Thierry Valéro

Personal information
- Born: 10 June 1966 (age 59) France

Playing information
- Position: Hooker, Loose forward
Club
| Years | Team | Pld | T | G | FG | P |
| 19??-88 | Lézignan |  |  |  |  |  |
| 1988-?? | Pamiers |  |  |  |  |  |
| 19??-?? | Lézignan |  |  |  |  |  |
|  | Total | 0 | 0 | 0 | 0 | 0 |
Representative
| Years | Team | Pld | T | G | FG | P |
| 1988 | Rest of the World | 1 | 0 | 0 | 0 | 0 |
| 1989–95 | France | 24 | 0 | 0 | 0 | 0 |
- Source:

= Thierry Valéro =

France international rugby league footballer

Thierry Valéro is a French rugby league footballer who represented France national rugby league team at the 1995 World Cup.

==Playing career==
Valéro played for the Rest of the World in 1988 against Great Britain.
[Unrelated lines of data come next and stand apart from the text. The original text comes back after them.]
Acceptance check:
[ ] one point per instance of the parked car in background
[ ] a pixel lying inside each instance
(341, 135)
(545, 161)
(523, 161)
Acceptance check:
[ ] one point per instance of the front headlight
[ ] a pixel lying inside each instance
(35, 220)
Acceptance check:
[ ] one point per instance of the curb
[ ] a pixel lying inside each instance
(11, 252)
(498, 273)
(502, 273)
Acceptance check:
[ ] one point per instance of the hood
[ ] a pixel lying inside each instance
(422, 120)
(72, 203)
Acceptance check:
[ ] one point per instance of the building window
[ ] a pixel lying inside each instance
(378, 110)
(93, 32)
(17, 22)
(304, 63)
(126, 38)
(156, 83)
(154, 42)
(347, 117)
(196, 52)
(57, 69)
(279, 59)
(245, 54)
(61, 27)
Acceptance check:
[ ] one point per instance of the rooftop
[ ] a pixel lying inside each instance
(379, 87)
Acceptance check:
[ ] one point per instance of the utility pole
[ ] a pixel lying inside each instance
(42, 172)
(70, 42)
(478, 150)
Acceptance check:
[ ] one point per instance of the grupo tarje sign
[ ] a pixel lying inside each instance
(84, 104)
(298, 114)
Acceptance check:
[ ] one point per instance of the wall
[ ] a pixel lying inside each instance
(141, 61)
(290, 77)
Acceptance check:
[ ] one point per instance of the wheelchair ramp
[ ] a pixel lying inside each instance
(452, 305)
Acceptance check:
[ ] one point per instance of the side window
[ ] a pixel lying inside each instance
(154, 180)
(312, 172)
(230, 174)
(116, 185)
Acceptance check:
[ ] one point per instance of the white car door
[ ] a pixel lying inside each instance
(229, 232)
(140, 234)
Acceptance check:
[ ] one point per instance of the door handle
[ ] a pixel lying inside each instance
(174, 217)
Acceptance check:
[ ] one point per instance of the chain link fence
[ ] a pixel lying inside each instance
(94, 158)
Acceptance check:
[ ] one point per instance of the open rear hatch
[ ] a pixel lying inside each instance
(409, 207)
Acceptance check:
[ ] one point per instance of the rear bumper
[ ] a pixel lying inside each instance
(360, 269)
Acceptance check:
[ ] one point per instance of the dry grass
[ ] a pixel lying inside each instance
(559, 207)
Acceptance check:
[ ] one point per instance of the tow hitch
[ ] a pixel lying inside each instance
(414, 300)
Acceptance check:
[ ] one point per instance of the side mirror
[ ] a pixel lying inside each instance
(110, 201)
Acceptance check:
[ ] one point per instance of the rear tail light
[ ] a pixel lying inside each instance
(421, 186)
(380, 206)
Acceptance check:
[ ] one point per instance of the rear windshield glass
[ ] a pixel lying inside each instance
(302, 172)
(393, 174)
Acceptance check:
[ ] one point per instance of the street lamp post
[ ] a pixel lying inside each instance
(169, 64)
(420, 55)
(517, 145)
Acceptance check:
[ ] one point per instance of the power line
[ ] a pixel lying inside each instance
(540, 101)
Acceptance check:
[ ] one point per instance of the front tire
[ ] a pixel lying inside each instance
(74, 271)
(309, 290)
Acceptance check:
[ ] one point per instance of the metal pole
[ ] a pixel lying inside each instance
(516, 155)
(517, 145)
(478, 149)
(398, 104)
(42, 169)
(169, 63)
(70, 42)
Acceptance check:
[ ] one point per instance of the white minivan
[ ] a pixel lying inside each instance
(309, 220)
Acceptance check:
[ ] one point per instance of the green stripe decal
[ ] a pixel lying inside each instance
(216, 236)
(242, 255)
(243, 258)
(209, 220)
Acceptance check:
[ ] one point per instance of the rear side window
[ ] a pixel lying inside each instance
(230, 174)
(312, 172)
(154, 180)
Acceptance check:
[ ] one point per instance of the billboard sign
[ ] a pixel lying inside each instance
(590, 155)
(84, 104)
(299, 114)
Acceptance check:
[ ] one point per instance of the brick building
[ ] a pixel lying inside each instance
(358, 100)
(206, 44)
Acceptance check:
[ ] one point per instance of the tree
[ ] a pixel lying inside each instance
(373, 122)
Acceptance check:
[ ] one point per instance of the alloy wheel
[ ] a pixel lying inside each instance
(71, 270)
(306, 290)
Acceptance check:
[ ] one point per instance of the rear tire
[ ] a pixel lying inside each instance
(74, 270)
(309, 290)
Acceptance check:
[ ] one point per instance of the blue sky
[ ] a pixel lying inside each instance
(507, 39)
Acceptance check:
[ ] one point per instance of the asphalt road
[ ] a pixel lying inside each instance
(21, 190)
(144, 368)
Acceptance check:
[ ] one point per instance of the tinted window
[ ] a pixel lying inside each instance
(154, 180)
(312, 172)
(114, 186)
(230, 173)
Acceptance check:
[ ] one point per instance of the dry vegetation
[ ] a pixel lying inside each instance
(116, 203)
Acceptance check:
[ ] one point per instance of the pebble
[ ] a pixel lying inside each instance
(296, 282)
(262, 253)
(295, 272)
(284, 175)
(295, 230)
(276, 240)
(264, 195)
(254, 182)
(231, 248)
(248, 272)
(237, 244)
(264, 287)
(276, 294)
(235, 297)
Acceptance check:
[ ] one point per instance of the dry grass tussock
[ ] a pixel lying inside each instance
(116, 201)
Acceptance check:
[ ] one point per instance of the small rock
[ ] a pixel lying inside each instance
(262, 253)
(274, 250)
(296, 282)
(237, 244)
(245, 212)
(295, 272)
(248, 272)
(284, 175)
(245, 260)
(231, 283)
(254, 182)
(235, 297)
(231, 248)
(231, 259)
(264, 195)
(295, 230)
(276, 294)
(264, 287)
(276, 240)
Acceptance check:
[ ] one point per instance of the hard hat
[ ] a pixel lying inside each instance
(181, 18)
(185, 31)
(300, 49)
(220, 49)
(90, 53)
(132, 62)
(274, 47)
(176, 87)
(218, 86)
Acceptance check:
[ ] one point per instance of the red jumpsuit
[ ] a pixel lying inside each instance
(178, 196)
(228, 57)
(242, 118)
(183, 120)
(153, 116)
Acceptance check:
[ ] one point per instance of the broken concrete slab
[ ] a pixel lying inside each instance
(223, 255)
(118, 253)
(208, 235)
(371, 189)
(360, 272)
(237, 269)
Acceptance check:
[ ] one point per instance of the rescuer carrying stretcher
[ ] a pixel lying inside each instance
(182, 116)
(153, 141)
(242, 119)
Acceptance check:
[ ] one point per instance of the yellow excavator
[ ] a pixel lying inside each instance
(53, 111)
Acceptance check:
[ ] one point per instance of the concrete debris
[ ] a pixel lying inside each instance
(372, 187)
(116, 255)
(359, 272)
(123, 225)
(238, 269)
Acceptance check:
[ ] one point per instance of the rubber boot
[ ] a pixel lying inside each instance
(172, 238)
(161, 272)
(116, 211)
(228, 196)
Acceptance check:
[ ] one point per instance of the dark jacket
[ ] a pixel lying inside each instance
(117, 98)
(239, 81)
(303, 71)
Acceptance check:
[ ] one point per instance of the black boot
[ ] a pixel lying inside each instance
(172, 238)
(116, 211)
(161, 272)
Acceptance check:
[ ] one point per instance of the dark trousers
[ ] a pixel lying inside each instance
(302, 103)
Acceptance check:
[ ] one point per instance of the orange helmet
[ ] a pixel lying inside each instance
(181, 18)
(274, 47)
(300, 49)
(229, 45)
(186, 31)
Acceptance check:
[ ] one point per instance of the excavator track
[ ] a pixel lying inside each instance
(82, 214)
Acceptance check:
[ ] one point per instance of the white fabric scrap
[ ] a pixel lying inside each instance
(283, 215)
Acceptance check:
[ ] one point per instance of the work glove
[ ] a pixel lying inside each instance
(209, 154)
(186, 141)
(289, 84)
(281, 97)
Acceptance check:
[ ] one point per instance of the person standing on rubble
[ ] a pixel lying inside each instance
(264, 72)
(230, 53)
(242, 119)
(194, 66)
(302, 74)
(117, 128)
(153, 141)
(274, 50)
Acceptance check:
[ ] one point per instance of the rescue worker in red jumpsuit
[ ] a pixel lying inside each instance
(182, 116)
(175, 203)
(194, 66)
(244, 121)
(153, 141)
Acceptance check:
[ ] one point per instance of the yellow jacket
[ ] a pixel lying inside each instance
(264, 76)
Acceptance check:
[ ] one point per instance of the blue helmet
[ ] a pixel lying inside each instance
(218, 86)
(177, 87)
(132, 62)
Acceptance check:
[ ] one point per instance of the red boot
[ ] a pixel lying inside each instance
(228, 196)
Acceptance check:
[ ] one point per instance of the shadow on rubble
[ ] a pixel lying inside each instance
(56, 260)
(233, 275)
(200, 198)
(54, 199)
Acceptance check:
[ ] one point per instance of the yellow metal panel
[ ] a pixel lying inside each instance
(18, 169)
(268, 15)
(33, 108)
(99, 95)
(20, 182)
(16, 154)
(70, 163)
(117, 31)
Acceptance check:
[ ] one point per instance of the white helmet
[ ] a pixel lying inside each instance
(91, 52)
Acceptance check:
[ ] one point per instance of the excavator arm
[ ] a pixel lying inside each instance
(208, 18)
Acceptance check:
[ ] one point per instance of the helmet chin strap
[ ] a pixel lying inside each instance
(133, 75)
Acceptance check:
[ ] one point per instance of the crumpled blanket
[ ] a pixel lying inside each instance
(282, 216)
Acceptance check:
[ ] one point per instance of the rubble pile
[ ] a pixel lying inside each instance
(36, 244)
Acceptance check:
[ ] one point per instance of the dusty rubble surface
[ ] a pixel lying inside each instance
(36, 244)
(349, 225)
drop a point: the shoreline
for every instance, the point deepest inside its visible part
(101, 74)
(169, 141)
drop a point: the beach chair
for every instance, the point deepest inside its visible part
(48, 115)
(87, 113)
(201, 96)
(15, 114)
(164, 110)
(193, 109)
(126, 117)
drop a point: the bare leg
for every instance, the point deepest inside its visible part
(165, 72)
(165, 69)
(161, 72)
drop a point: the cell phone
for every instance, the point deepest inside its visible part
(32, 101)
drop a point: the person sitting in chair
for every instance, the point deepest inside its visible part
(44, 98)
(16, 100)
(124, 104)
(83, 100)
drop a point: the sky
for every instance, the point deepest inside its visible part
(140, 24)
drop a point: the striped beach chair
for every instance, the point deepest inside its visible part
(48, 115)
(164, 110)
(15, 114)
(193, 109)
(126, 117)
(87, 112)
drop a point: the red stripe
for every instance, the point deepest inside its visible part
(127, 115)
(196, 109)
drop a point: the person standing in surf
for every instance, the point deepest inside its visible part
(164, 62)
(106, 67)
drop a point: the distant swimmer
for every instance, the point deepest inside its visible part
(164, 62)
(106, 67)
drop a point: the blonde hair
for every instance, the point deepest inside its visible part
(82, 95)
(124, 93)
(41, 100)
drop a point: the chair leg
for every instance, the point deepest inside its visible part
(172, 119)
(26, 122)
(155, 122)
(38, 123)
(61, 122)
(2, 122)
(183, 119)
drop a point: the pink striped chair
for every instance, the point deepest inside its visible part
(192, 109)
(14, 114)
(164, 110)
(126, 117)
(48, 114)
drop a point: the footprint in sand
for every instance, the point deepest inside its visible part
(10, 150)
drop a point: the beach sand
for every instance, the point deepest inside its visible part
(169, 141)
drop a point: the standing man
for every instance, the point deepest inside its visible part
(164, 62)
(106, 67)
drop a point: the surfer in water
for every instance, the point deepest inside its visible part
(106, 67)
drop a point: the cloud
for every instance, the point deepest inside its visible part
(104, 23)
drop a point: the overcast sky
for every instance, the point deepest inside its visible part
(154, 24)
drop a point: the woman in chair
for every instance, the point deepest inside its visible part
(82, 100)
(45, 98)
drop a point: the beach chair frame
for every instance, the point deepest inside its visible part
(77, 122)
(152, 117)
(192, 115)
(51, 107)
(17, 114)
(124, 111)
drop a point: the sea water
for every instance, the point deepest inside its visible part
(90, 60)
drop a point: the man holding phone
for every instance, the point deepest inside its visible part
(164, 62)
He made his debut for France in 1989 and played against the Australia touring team during the 1990 Kangaroo tour of Great Britain and France. He went on to play in twenty four test matches for France, with his last match being at the 1995 World Cup.

In the 1998–99 season, Valéro captained FC Lézignan in their loss to US Villeneuve in the final of the Lord Derby Cup.